[Gluster-devel] Question about unify over afr
Łukasz Mierzwa
l.mierzwa at grono.net
Thu Aug 28 13:29:06 UTC 2008
Thursday 28 of August 2008 12:39:03 napisałeś(-łaś):
> On Thu, Aug 28, 2008 at 3:01 PM, Łukasz Mierzwa <l.mierzwa at grono.net> wrote:
> > Thursday 28 of August 2008 07:06:30 Krishna Srinivas napisał(a):
> >> On Wed, Aug 27, 2008 at 10:55 PM, Łukasz Mierzwa <l.mierzwa at grono.net>
> >
> > wrote:
> >> > Tuesday 26 August 2008 16:28:41 Łukasz Mierzwa napisał(a):
> >> >> Hi,
> >> >>
> >> >> I testing glusterfs for small files storage, first I've setup a
> >> >> single disk gluster server, connected to it from another machine and
> >> >> served those files with nginx. That worked ok, I got good
> >> >> performance, on average about +20ms slower for each request but
> >> >> that's ok. Now I've setup unify over afr (2 afr groups with 3 servers
> >> >> each, unify and afr on the client side, namespace dir is on every
> >> >> server, as other stuff afr'ed on the client side), this is mounted on
> >> >> one of those 6 servers. After writing ~200GB files from production
> >> >> server I started to do some tests and I've noticed that doing simple
> >> >> ls on that mount point causes as many writes as reads, this has to do
> >> >> something to either unify or afr, I suspect that those writes are do
> >> >> to namespace but I need to do more debugging. It's very annoying that
> >> >> simple reads are causing so many writes. All my servers are in sync
> >> >> so there should not be any need for sealf-healing. Before I start
> >> >> debugging it I wanted to ask if this is normal? Shoud afr or unify
> >> >> generate so many writes to namespace or maybe xattrs during reads
> >> >> (storage is on ext3 with users_xattrs on)?
> >> >
> >> > I tested it a little bit today and I found out that if I got 1 or 2
> >> > nodes in my afr group for namespace there are no writes at all while
> >> > doing ls, if I add one or more nodes they are starting to get writes.
> >> > WTF?
> >>
> >> Do you mean that your NS is getting write() calls when you do "ls"?
> >
> > It seems so. I will split my NS and DATA bricks to different disks today
> > so I will be 100% sure. What I am sure now is that I am getting as many
> > writes as reads when I do "ls" and have more than 2 NS bricks in AFR.
>
> reads/writes should not happen when you do an 'ls' where are you seeing
> reads and writes being done?

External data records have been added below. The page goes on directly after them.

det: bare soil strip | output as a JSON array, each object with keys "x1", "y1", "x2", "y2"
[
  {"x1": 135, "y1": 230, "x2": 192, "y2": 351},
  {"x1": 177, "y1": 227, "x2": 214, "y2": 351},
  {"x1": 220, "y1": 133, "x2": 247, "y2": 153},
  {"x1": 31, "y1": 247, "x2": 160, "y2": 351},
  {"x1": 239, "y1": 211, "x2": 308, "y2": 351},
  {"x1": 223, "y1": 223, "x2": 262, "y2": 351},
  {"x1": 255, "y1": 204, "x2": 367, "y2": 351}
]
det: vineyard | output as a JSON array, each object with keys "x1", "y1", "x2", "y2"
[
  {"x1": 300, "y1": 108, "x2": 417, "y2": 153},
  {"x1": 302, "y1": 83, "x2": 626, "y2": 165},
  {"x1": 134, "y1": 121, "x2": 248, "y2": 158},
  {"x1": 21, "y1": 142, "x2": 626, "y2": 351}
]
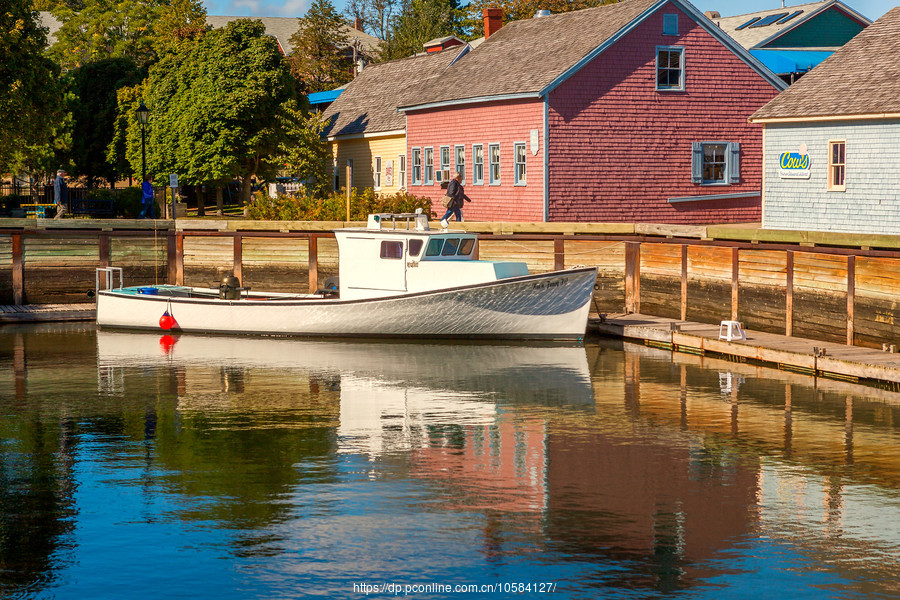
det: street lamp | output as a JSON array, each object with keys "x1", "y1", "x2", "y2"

How are you seeing it? are you strace'ing
> the glusterfsd?
>
> Krishna
I first noticed them when I looked at rrd graphs for those machines, I wanted
to see if AFR is balancing reads. I can see them in rrd graphs generated from
collectd, dstat, iotop and iostat, they are happening. I first tried to find
something in my config and forgot about such obvious step as straceing
glusterfs. I attach log from one of the servers, I straced gluster-server on
this machine, You can see that there is a lot of mkdir/chown/chmod on files
that are already there, all bricks were online when I was writing files to
gluster client so no self-heal should be needed. I've also attached client
and server configs.
--
z poważaniem
Łukasz Mierzwa
Administrator Sieci
Grono.net Spółka Akcyjna
ul. Szturmowa 2a, 02-678 Warszawa
Sąd Rejonowy dla m.st. Warszawy, XIII Wydział Gospodarczy;
KRS 0000228856, NIP: 929-173-90-15 Regon: 080019856 Kapitał zakładowy:
550.000,00 złotych
http://grono.net
Treść tej wiadomości jest poufna i prawnie chroniona. Odbiorca może być
jedynie jej adresat z wyłączeniem dostępu osób trzecich. Jeżeli nie jesteś
adresatem niniejszej wiadomości, jej rozpowszechnianie, kopiowanie,
rozprowadzanie lub inne działanie o podobnym charakterze jest prawnie
zabronione i może by karalne. Jeżeli wiadomość ta trafiła do Ciebie omyłkowo,
uprzejmie prosimy o odesłanie jej na adres nadawcy i usunięcie.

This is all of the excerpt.